El vicegobernador extendió la mano derecha, mientras con la izquierda apretaba un pañuelo contra los labios. Su rostro estaba pálido. No dijo nada mientras le estrechábamos la mano.

– Me alegro de que estés en el país, Tempe -dijo Larke, aplastándome también los dedos con su manaza. Comenzaba a replantearme todo este asunto del apretón de manos.

La expresión «en el país» empleada por Larke pertenecía a la jerga militar de la época de Vietnam y su acento era puro Carolina. Nacido en las tierras bajas, Larke se crió en el seno de una familia de marines, luego se reenganchó al servicio militar antes de ingresar en la facultad de medicina. Tenía el aspecto y hablaba como si fuese una versión pulida del actor Andy Griffith.

– ¿Cuándo te marchas al norte?

– La próxima semana comienzan las vacaciones de otoño -respondí.

Larke entrecerró los ojos mientras barría nuevamente el lugar con la mirada.

– Me temo que tal vez Quebec tendrá que quedarse sin su antropóloga este otoño.
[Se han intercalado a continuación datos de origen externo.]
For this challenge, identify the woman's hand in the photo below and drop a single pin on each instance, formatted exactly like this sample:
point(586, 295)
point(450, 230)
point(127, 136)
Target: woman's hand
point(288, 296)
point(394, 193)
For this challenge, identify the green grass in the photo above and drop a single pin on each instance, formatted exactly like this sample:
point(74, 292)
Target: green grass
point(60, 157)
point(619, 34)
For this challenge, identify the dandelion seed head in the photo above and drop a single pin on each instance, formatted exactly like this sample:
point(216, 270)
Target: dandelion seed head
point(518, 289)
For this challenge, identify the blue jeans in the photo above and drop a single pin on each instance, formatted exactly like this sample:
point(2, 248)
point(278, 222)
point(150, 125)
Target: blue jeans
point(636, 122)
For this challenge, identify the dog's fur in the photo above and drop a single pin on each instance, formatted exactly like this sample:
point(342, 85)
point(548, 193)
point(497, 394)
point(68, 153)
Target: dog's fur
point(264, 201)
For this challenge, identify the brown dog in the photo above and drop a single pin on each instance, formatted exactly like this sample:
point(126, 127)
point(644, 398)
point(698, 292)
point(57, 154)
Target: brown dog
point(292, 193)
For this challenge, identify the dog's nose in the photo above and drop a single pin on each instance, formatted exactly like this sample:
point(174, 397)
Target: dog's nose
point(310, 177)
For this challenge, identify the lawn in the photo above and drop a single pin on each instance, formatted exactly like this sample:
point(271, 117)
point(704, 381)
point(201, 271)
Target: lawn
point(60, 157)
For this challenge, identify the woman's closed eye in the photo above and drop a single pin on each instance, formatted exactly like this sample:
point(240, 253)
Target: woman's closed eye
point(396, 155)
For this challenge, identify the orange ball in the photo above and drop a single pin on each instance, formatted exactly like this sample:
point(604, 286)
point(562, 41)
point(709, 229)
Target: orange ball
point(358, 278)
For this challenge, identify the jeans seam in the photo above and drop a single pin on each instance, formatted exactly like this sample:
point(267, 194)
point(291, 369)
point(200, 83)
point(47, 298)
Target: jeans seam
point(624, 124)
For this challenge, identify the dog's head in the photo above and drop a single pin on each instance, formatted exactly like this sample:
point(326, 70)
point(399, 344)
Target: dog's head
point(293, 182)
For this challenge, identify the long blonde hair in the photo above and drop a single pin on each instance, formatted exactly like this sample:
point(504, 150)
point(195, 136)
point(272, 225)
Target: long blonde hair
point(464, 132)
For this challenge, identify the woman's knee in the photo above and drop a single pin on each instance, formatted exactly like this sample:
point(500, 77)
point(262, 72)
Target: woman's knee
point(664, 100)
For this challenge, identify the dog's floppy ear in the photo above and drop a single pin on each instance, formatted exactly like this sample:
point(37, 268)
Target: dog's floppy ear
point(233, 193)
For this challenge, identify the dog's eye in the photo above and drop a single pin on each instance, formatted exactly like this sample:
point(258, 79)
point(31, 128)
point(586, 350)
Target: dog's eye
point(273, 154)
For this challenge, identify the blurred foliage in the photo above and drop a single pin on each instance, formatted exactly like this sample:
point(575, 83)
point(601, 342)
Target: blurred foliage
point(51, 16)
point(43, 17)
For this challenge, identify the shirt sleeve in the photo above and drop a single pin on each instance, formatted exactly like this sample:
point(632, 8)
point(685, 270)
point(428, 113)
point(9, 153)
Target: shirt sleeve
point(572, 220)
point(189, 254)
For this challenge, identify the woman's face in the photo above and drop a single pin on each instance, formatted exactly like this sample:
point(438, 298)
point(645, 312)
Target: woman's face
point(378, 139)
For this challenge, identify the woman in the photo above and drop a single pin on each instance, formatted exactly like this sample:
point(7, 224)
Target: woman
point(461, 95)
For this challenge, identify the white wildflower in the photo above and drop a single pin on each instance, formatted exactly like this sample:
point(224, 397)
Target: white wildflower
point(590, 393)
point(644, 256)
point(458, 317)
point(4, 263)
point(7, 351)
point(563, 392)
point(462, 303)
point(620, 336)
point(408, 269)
Hacía una década yo había participado en un intercambio académico con la Universidad McGill. Mientras me encontraba en Montreal había comenzado a colaborar como asesora en el Laboratorio de Ciencias Jurídicas y de Medicina Legal, el principal laboratorio criminal y médico legal de Quebec. A finales de mi primer año, reconociendo la necesidad de contar con un antropólogo forense en plantilla, el gobierno provincial había creado un puesto, equipado un laboratorio y me había contratado como consultora permanente.

Desde entonces había estado viajando entre Quebec y Carolina del Norte, impartiendo clases de antropología física en la Universidad de Carolina del Norte-Charlotte y actuando como asesora en ambas jurisdicciones. Como habitualmente mis casos implicaban a los muertos no tan recientes, este arreglo había funcionado bien. Pero existía entre ambas partes la aceptación tácita de que yo estaría inmediatamente disponible para prestar testimonio ante un tribunal y en las situaciones de crisis.